La complessità del problema trattato nel reportage è tale da non poter lasciare indifferente nessuno, e da cittadino comune che non ha intenzione di cedere alla tentazione, per tanti irresistibile, di “buttarla in politica”, magari con finalità più o meno chiare, più o meno recondite, non trovo affatto banale esprimere l’auspicio che non tardi a giungere al termine la sofferenza di una Città allo stremo, che ha necessità di riacquistare fiducia e speranza che solo uno Stato credibile è in grado di assicurare.

Credo, cioè, che a Reggio Calabria sia ormai indifferibile che il Comitato Provinciale per l’Ordine e la Sicurezza Pubblica, grazie alle sinergie del composito quadro istituzionale, riaffermi sin da subito la presenza dello Stato in quella che è stata definita “terra di nessuno”, con l’auspicio che ciò avvenga all’insegna dell’umanità e della consapevolezza che di qualche disattenzione quaggiù lo Stato si è anche reso responsabile.

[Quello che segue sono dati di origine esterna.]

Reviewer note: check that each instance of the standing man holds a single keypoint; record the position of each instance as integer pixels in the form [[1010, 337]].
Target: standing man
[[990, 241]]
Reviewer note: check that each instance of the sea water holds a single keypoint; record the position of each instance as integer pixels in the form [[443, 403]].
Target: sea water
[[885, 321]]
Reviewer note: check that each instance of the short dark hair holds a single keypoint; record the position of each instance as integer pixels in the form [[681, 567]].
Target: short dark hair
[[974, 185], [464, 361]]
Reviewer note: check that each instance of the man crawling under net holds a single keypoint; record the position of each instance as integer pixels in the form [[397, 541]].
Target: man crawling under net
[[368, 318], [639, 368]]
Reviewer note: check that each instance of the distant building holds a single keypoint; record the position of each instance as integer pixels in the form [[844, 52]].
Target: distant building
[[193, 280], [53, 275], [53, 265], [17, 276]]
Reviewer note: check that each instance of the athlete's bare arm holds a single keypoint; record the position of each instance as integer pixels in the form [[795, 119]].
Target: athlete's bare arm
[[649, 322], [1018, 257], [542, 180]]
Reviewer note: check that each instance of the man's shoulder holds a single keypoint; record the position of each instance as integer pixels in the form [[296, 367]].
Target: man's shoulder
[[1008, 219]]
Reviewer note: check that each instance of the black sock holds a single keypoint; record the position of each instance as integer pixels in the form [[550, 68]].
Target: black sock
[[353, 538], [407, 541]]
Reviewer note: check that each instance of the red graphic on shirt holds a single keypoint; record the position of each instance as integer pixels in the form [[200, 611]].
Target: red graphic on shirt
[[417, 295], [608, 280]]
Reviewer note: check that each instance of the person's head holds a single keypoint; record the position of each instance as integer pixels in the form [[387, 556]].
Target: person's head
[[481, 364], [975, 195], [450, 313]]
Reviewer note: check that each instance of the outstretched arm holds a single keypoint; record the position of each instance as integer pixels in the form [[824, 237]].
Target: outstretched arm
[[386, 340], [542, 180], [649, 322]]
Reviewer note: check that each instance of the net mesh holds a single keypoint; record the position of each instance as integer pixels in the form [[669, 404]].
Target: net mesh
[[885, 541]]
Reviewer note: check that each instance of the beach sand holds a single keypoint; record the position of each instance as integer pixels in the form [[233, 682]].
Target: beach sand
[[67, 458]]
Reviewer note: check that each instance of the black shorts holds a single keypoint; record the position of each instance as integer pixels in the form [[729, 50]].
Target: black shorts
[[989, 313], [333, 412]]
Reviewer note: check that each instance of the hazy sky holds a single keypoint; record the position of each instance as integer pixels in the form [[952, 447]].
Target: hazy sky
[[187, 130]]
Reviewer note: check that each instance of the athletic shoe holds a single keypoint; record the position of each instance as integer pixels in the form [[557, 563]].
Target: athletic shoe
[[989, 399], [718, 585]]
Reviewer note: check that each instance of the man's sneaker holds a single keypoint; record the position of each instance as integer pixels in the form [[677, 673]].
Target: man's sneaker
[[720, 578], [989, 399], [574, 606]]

La soluzione che ha felicemente incontrato la stessa odissea abitativa vissuta dalla famiglia di Antonio, grazie ad un provvidenziale ed eccezionale provvedimento di un Pubblico Ministero, credo costituisca eloquente riprova della necessità di ritrovare armonia nei rapporti tra le varie Istituzioni del Territorio. Archiviati i recenti black out, a Reggio, oggi più che mai, è indispensabile che le Istituzioni tutte riprendano a parlarsi ed a serenamente confrontarsi senza pregiudizi di alcun genere. E’ in gioco il destino della nostra Città, ed i Reggini saranno i primi a rallegrarsene, traendone spunto per esprimere allo Stato, cui tanto Essi hanno dato, rinnovata fiducia per ripartire #insieme”.